What strikes you immediately is the ruthlessly pared-down writing. The dialogue has a reckless, untrammelled quality and a determination to leave no layer of self-deception unexposed and no comforting complacent illusion in place. Sometimes it is done with genuine wit as in the remark that too often ‘understanding and forgiveness are draped around the house like tired Christmas decorations’. But mostly it is done with great economy of means – you can see why towards the end of his life in the 1960s both Orton and Pinter held Coward in real respect, and he for them.
The play is a three-hander. Alice (Tracey Pickup) is unhappily married to David (Stephen Fawkes), who has much more in common in temperament and interests with Alice’s best friend Marion (Beth Eyre). The action takes place in Alice’s bedroom – a nifty scene change done by the cast themselves during the interlude music, and the detailed period result reflecting due credit on Oliver Daukes (designer) and Andrea Marsden (set dresser). Alice is bored with herself and her marriage and perceives that her husband and best friend are far too high-minded to begin an affair. She tries to precipitate change by revealing that she herself has not had any such scruples. The play pirouettes delightfully around the truth or fiction behind these claims and makes great play of how traditional morality manages to combine self-deception and self-congratulation. Director Jimmy Walters correctly sets a furious pace and there is lots of movement and physical interaction that is naturalistic rather than stylised. This time the young actors are fully in tune with the writing and take all the wonderful opportunities given to them by the writer. The play embodies Coward’s claim that a short play has ‘a great advantage over a long one in that it can sustain a mood without technical creaking or over padding’.
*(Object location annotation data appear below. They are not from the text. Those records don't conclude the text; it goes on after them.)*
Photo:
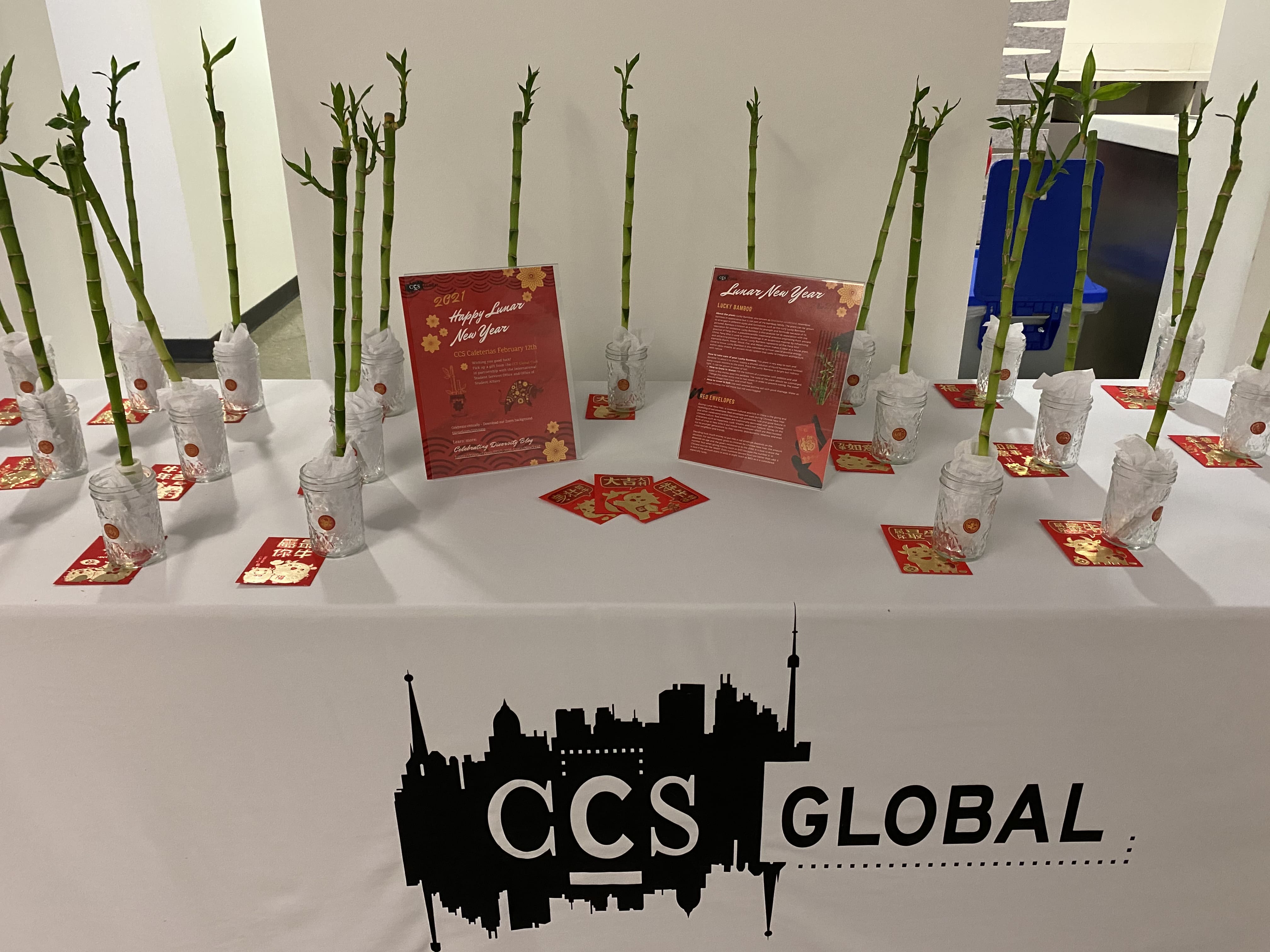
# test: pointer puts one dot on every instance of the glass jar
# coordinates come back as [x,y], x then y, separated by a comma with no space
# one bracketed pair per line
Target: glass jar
[626,370]
[144,374]
[201,445]
[855,385]
[385,375]
[1136,501]
[335,509]
[131,522]
[56,437]
[1185,374]
[365,434]
[1246,431]
[963,514]
[1010,362]
[896,424]
[241,381]
[1060,431]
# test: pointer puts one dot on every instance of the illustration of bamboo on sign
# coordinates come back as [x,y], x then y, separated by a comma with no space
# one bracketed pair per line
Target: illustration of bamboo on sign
[752,106]
[1088,98]
[520,118]
[18,268]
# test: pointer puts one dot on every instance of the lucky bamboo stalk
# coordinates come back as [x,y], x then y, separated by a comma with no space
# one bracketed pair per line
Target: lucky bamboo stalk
[223,171]
[752,106]
[13,249]
[630,122]
[884,233]
[519,121]
[923,150]
[1043,101]
[121,129]
[1089,98]
[338,195]
[1206,256]
[392,124]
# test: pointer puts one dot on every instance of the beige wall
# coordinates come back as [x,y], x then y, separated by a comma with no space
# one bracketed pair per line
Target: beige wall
[835,79]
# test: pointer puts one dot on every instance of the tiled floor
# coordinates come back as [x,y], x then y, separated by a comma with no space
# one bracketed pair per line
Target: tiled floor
[283,348]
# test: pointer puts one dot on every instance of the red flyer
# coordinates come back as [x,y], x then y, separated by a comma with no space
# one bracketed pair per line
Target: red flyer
[769,375]
[491,375]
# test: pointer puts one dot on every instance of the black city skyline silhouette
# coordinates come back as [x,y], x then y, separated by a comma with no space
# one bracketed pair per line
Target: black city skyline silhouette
[449,850]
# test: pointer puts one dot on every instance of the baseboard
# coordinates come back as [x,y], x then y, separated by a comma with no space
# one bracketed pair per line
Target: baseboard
[200,349]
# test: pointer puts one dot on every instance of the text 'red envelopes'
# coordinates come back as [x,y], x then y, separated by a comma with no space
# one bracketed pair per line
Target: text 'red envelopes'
[769,375]
[491,380]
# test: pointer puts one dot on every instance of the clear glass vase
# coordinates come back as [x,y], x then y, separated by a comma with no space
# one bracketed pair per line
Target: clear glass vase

The Better Half deserves a much wider audience, and would make a wonderful match for Rattigan’s The Browning Version, which has never really found an effective partner play in either Harlequinade or David Hare’s South Downs. Both plays expose comforting illusions about married life, but with very different outcomes and contrasted tone in the writing – a fine potential double-bill in the making. One final cavil: ‘A Naughty Night with Noel Coward’ is a truly wretched title to choose for this theatrical night out. It smacks of cheap titillation - the world of Frankie Howerd and the Carry-On Films. While Coward professed to write light comedies he did not write vulgar or obvious ones. A better title, perhaps, would be Duets for Three, given that in each case there are three partners involved where there can only in the end be two – a subject for laughter to be sure, but also for irony and pathos.
In sum, this is a thoroughly absorbing evening in the theatre with high professional values across the board, but where the real rewards and revelation come in the second half.
A Naughty Night With Noel Coward runs until 29th August 2015.